Closed SimoLoca closed 1 year ago

SimoLoca commented 1 year ago

Hi, I have a question: assuming no GPU memory related problems, I was wondering how to modify the model, and its parameters, if a SlowFast network were to be inserted as a backbone (just before the ConvTransformer, for example) and thus avoid using 'pre-generated' features but train it throughout the model. For example, shall we need to use temporal grids as already done?
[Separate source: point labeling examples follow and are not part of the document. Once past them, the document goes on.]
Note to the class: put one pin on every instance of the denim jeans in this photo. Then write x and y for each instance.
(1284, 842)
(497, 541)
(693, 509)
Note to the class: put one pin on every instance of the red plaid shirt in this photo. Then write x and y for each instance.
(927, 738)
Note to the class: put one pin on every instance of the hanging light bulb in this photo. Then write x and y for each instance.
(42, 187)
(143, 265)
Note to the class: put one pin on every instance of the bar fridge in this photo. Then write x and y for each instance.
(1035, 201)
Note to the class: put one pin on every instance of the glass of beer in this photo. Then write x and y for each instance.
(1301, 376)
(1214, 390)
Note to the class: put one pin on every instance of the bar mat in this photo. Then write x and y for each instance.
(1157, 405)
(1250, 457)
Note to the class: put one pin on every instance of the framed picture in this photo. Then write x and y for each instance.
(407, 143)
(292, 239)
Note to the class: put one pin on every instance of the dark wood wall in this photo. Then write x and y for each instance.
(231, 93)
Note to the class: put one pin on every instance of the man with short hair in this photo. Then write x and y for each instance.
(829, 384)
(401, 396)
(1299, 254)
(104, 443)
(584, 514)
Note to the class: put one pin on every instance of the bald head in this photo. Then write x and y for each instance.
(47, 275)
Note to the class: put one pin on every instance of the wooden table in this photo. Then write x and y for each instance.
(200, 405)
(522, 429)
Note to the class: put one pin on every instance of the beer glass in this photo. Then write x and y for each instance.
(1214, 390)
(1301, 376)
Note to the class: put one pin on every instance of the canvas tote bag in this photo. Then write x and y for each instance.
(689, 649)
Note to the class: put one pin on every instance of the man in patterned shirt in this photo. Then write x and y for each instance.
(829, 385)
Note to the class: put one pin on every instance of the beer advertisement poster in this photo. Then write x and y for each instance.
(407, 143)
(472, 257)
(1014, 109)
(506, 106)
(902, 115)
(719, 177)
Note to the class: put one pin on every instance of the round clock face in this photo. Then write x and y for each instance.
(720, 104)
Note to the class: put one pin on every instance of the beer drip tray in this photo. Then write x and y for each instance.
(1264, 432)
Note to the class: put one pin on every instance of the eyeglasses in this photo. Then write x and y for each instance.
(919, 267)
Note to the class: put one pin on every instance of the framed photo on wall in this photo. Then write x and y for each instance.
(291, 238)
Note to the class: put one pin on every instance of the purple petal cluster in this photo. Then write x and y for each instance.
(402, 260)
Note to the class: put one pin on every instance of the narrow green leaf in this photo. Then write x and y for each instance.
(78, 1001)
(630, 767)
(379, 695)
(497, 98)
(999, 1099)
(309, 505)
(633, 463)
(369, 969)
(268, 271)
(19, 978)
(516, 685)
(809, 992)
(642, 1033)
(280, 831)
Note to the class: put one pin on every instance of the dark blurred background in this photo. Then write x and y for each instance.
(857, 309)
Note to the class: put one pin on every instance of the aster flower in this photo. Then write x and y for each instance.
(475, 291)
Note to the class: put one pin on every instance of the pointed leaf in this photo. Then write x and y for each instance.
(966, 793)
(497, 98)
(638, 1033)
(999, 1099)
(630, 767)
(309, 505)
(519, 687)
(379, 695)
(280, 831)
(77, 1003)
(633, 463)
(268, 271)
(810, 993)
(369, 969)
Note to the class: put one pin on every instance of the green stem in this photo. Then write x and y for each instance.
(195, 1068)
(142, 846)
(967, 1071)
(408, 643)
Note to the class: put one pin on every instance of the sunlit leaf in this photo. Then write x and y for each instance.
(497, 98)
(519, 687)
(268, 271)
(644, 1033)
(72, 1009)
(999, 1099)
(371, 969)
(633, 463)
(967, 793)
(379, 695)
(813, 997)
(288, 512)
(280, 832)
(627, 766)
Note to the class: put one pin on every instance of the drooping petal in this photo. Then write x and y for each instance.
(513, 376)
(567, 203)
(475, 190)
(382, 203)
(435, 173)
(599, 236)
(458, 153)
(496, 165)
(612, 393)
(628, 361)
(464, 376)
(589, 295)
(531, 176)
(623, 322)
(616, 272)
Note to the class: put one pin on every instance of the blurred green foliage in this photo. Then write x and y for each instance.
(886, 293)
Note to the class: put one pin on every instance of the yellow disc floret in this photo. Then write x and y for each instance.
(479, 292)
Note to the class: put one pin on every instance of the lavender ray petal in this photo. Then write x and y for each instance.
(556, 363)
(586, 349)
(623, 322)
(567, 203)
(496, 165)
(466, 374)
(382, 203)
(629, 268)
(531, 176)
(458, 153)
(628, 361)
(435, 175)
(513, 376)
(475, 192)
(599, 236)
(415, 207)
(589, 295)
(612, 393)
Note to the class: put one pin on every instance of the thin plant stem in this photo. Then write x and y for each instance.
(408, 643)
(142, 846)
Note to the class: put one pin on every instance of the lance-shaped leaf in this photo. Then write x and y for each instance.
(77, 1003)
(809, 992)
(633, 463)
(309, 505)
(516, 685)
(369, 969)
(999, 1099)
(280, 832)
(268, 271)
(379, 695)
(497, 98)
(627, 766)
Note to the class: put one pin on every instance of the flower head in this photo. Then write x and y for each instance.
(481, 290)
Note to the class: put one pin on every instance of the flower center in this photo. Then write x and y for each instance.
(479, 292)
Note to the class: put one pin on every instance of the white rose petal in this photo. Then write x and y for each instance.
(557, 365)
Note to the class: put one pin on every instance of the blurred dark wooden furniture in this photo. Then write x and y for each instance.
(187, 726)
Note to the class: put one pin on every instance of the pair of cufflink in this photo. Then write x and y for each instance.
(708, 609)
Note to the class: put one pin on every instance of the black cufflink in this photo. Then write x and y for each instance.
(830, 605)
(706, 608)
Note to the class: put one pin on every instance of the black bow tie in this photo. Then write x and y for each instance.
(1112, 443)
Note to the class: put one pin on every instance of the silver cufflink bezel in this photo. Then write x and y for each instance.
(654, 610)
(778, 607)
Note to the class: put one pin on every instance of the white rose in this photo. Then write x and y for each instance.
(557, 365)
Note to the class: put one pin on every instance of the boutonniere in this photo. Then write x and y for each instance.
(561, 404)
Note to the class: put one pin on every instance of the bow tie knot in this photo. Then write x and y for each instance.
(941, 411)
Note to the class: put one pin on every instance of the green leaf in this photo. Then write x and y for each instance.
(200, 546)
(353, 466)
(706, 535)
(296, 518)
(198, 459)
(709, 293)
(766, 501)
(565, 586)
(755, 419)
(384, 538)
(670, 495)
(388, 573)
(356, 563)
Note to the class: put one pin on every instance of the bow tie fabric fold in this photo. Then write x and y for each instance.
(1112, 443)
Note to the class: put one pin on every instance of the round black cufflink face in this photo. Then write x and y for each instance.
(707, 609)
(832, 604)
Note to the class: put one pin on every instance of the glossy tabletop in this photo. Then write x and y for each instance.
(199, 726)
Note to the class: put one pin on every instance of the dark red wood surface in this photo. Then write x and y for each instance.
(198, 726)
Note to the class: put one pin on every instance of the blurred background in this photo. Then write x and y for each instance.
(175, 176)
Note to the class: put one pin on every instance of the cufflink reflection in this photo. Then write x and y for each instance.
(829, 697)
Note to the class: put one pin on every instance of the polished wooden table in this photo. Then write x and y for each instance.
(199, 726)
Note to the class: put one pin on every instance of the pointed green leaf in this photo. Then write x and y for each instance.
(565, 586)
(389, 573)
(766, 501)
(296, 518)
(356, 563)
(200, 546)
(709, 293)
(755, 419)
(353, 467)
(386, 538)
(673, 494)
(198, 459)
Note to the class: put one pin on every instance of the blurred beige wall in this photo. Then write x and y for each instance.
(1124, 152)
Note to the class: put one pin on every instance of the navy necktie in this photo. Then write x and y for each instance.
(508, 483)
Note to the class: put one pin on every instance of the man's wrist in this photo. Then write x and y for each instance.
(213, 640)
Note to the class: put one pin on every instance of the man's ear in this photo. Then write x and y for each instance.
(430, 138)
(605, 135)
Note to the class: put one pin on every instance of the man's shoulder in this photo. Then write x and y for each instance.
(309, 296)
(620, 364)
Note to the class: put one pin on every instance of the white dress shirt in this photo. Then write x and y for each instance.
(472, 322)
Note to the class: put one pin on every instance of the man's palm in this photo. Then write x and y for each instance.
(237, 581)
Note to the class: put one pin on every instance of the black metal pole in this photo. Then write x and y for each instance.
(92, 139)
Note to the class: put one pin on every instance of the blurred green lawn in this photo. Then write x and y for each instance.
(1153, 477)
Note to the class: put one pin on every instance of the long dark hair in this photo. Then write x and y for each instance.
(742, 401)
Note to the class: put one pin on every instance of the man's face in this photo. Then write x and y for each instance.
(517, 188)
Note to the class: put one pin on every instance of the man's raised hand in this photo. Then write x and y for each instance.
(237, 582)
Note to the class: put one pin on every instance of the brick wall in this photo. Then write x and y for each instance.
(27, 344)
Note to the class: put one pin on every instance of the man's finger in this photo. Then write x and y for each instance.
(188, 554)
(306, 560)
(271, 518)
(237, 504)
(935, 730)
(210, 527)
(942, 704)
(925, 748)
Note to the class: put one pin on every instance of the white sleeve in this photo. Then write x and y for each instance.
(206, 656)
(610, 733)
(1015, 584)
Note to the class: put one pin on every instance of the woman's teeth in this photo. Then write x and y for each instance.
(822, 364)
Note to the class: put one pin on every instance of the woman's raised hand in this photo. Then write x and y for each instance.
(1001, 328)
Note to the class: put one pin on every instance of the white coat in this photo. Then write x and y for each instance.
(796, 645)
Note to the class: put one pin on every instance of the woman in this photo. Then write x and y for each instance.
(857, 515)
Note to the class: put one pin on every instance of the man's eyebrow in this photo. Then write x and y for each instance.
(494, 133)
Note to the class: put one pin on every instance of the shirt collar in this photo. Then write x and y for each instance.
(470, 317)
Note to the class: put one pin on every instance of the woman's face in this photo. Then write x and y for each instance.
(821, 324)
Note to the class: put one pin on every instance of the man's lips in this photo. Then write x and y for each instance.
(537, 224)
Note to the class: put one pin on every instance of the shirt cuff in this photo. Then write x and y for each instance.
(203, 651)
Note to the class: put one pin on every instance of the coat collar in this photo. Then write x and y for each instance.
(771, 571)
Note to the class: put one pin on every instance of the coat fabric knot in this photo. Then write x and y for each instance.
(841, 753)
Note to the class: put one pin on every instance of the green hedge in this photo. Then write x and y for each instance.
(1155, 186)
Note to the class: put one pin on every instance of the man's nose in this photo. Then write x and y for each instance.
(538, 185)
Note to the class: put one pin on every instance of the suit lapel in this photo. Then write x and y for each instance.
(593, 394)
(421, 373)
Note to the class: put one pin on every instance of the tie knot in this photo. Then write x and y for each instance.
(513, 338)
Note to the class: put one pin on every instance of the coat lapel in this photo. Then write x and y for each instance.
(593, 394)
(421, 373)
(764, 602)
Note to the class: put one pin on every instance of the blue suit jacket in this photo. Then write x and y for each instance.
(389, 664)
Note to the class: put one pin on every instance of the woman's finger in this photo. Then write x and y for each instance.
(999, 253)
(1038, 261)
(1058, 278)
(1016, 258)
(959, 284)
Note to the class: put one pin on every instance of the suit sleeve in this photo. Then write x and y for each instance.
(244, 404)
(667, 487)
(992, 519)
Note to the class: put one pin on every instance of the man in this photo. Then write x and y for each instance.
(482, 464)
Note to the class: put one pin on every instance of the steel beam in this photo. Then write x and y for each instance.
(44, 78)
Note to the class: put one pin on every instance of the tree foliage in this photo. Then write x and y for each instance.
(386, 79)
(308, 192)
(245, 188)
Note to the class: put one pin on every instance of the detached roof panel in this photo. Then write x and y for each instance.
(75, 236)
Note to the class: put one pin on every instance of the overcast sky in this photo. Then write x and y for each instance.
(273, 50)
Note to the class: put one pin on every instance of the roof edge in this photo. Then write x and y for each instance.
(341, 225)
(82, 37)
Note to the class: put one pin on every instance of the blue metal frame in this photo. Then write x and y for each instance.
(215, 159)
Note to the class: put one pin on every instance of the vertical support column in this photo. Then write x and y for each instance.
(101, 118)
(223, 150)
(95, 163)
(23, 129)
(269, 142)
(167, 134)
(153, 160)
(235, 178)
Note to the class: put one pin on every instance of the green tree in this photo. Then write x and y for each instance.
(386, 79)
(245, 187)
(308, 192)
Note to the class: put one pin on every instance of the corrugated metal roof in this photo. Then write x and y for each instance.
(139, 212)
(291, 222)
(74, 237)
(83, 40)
Maybe change the learning rate, or truncate the features during training or something else?

Thanks a lot!

tzzcl commented 1 year ago

I think you still need temporal grids, i.e., making the input clips has some overlaps cause directly feeding the whole video will result in non-overlapping features. Also, you should make the learning rate small for backbone (SlowFast part), and larger for ActionFormer part.

SimoLoca commented 1 year ago

Hi, thanks for the fast reply. So I should use the usual formula to compute the grids feature_grid = (timestamp FPS - 0.5 window_size) / feature_stride But with window_size and feature_stride adapted from the configuration I'm using for extracting embeddings from SlowFast. During training should I still need to truncate the features extracted from SlowFast before passing them to the ConvTransformer?https://github.com/happyharrycn/actionformer_release/blob/e559d1c4ba85ba24650067c6f6a9db605ae3ecb8/libs/datasets/epic_kitchens.py#L189

tzzcl commented 1 year ago

"truncated feats" is used to form a training batch, for short actions, we pad them to the fixed length, for long actions, we truncate them into the fix length, I think you still need it.

happyharrycn commented 1 year ago

One thing to notice is that some of the current operations such as feature truncation, or input preprocessing do not support back propagation and thus will block the gradients to the video backbone. This can be easily modified by considering differentiable operators from PyTorch. Internally, we have experimented with joint training of the video backbone and a variant of ActionFormer, and it works pretty well.

SimoLoca commented 1 year ago

Thank for the replies! @happyharrycn when you say "input preprocessing" do you mean this? https://github.com/happyharrycn/actionformer_release/blob/e559d1c4ba85ba24650067c6f6a9db605ae3ecb8/libs/modeling/meta_archs.py#L390 In this case, how can it be solved?

happyharrycn commented 1 year ago

Yes, you will need to replace the logic in these lines with differentiable functions. A good option is torch.nn.functional.pad.

happyharrycn commented 1 year ago

Mark as closed. Feel free to re-open if this is not resolved.